This page describes how to view and implement recommendations about rotating server certificates for instances whose server certificates are about to expire within 30 days. If an instance's server certificate is about to expire within 30 days, then the clients using this certificate won't be able securely connect to the instance, making them vulnerable to security breaches. This recommender is called Rotate server certificate.
Every day, this recommender checks instances for expiring certificates and provides insights and recommendations to improve your instance security. You can view insights and detailed recommendations about these instances by using the Google Cloud console, gcloud CLI, or the Recommender API.
Before you begin
Ensure that you enable the Recommender API.
Required roles and permissions
To get the permissions to view and work with insights and recommendations, ensure that you have the required Identity and Access Management (IAM) roles.
| Tasks | Roles |
|---|---|
| View recommendations |
recommender.cloudsqlViewer or
cloudsql.admin.
|
| Apply recommendations |
cloudsql.editor
or cloudsql.admin.
|
List the recommendations
To list the recommendations, follow these steps:
Console
Go to the Recommendation Hub.
For more information, see Exploring recommendations.
In the Secure Cloud SQL instances card, click View all. The Security Recommendations page appears. It lists the recommendations along with the instances to which these recommendations apply.
gcloud
Run the gcloud recommender recommendations list command as follows:
gcloud recommender recommendations list \ --project=PROJECT_ID \ --location=LOCATION \ --recommender=google.cloudsql.instance.SecurityRecommender \ --filter=recommenderSubtype=ROTATE_SERVER_CERT
Replace the following:
- PROJECT_ID: Your project ID.
- LOCATION: A region where your instances are located, such as us-central1.
API
Call the recommendations.list method as follows:
GET https://recommender.googleapis.com/v1beta1/projects/PROJECT_ID/locations/LOCATION/recommenders/google.cloudsql.instance.SecurityRecommender/recommendations?filter=recommenderSubtype=ROTATE_SERVER_CERT
Replace the following:
- PROJECT_ID: Your project ID.
- LOCATION: A region where your instances are located, such as
us-central1.
View insights and detailed recommendations
To view insights and detailed recommendations, follow these steps:
Console
On the Security Recommendations page, click the recommendation for an instance.
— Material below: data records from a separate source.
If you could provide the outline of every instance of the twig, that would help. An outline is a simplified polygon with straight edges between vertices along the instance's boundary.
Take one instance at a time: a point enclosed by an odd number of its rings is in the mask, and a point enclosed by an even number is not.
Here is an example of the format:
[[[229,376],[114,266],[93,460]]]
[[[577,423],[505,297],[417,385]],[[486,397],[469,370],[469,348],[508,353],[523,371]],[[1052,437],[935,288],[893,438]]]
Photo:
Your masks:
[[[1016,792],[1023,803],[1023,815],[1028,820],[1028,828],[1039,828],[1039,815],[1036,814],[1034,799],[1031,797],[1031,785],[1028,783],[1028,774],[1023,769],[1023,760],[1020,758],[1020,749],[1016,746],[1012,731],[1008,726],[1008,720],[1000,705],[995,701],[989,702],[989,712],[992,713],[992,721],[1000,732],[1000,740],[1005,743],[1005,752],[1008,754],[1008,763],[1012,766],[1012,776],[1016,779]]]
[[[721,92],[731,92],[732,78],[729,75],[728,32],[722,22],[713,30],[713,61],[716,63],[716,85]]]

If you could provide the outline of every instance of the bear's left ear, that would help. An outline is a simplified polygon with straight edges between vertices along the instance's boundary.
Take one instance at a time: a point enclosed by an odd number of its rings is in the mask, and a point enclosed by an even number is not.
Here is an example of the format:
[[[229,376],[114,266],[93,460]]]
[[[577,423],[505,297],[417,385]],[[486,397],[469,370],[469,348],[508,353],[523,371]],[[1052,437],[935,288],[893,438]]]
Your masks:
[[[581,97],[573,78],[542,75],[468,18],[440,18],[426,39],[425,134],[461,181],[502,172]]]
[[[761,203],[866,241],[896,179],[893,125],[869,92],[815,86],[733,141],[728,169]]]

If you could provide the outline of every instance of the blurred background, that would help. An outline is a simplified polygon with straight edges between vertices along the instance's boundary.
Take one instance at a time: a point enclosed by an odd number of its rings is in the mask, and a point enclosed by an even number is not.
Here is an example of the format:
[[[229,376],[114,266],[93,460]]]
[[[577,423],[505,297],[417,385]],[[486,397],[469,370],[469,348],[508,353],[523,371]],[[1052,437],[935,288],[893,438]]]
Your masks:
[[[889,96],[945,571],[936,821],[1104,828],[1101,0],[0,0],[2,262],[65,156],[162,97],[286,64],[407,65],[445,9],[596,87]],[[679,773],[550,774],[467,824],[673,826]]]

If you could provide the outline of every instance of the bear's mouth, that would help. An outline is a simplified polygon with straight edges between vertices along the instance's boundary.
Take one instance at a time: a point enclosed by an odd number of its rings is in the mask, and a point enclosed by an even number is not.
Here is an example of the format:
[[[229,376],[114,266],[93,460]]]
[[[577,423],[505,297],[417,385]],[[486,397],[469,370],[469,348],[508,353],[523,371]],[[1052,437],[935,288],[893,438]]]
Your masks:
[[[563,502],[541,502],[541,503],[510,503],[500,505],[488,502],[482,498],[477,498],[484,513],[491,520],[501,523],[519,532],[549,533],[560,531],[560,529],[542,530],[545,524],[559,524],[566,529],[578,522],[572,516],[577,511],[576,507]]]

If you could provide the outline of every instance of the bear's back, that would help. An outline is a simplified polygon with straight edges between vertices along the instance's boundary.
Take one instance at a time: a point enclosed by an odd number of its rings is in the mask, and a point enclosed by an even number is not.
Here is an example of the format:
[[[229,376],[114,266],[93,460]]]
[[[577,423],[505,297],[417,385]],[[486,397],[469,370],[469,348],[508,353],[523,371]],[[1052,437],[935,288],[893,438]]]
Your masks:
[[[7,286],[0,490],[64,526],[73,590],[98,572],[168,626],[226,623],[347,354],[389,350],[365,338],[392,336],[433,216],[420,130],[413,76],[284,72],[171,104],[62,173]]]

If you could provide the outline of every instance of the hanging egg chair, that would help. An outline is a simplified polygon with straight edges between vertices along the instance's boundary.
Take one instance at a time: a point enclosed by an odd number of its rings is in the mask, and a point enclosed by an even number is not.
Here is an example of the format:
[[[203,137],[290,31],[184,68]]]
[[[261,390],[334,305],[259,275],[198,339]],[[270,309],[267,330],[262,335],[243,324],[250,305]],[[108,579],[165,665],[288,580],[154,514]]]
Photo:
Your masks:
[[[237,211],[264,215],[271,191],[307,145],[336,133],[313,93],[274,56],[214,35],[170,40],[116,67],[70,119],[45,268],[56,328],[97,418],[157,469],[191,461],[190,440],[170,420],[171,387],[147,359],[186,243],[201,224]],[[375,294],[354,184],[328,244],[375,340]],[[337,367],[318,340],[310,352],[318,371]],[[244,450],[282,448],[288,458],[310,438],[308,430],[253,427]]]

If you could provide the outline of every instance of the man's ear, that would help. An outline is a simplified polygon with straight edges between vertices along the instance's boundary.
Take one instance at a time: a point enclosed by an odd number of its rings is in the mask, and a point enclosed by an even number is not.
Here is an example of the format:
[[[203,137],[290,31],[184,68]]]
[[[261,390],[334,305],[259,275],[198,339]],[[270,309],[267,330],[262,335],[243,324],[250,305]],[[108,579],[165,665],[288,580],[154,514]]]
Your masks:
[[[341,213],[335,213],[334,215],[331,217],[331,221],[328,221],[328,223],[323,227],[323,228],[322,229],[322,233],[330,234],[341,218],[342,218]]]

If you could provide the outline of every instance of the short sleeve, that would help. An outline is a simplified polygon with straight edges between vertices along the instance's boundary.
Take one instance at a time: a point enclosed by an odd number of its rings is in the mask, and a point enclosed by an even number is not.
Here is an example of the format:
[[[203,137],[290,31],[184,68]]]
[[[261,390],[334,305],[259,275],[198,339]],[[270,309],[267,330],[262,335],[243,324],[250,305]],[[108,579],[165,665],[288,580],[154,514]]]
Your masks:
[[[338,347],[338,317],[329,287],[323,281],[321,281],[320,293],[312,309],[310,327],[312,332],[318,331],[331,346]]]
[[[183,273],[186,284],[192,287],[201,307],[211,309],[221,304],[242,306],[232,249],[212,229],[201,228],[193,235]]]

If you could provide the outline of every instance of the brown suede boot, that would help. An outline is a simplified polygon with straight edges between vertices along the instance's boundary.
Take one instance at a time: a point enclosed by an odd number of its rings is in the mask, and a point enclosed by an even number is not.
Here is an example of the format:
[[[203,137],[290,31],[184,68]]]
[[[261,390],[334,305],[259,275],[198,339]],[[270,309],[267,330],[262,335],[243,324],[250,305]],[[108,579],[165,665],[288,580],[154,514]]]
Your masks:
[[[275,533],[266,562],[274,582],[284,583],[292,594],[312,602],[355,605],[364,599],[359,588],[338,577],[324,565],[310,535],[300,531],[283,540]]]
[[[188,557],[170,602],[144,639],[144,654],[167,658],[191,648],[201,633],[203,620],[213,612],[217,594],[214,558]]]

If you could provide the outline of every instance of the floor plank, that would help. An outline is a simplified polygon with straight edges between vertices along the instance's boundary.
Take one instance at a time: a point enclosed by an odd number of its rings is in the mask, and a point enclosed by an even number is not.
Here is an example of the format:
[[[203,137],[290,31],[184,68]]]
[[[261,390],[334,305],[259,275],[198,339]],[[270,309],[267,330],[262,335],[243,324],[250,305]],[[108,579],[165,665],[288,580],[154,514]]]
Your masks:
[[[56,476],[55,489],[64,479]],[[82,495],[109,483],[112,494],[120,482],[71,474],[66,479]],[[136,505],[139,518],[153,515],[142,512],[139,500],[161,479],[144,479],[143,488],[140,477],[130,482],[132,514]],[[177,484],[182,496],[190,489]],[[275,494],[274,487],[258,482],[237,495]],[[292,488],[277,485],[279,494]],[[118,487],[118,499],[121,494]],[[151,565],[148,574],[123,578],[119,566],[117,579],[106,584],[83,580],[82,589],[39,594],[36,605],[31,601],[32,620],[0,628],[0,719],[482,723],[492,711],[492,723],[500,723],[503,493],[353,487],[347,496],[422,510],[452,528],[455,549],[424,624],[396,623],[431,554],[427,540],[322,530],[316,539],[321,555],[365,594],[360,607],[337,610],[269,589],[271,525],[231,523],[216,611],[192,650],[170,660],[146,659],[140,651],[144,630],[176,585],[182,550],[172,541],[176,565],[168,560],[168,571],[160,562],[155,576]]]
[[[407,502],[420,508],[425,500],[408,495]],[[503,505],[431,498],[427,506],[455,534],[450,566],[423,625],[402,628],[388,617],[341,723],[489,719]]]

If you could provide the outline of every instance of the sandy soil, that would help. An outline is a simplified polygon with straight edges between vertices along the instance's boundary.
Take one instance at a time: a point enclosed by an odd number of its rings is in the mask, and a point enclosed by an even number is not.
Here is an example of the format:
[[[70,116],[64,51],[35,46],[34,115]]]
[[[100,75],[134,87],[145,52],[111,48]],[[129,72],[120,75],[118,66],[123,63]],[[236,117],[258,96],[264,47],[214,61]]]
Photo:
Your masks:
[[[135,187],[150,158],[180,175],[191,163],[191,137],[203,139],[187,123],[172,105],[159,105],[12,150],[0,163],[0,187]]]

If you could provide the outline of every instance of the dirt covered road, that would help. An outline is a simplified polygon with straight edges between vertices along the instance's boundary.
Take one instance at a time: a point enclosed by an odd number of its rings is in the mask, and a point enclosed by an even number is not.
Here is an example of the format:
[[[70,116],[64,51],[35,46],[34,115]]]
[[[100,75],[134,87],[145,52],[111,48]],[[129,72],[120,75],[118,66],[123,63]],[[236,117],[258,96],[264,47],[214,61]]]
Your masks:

The recommendation panel appears, which contains insights and detailed recommendations.
gcloud
Run the gcloud recommender insights list command as follows:
gcloud recommender insights list \ --project=PROJECT_ID \ --location=LOCATION \ --insight-type=google.cloudsql.instance.SecurityInsight \ --filter=insightSubtype=SERVER_CERT_EXPIRING
Replace the following:
- PROJECT_ID: Your project ID.
- LOCATION : A region where your instances are located, such as
us-central1.
API
Call the insights.list method as follows:
GET https://recommender.googleapis.com/v1beta1/projects/PROJECT_ID/locations/LOCATION/insightTypes/google.cloudsql.instance.SecurityInsight/insights?filter=insightSubtype=SERVER_CERT_EXPIRING
Replace the following:
- PROJECT_ID: Your project ID.
- LOCATION: A region where your instances are located, such as
us-central1.
Apply the recommendation
Console
To implement the recommendation, click Manage server certificates and rotate server certificates on your instance.
gcloud
To implement the recommendation, rotate server certificates on your instance.
API
To implement the recommendation, rotate server certificates on your instance.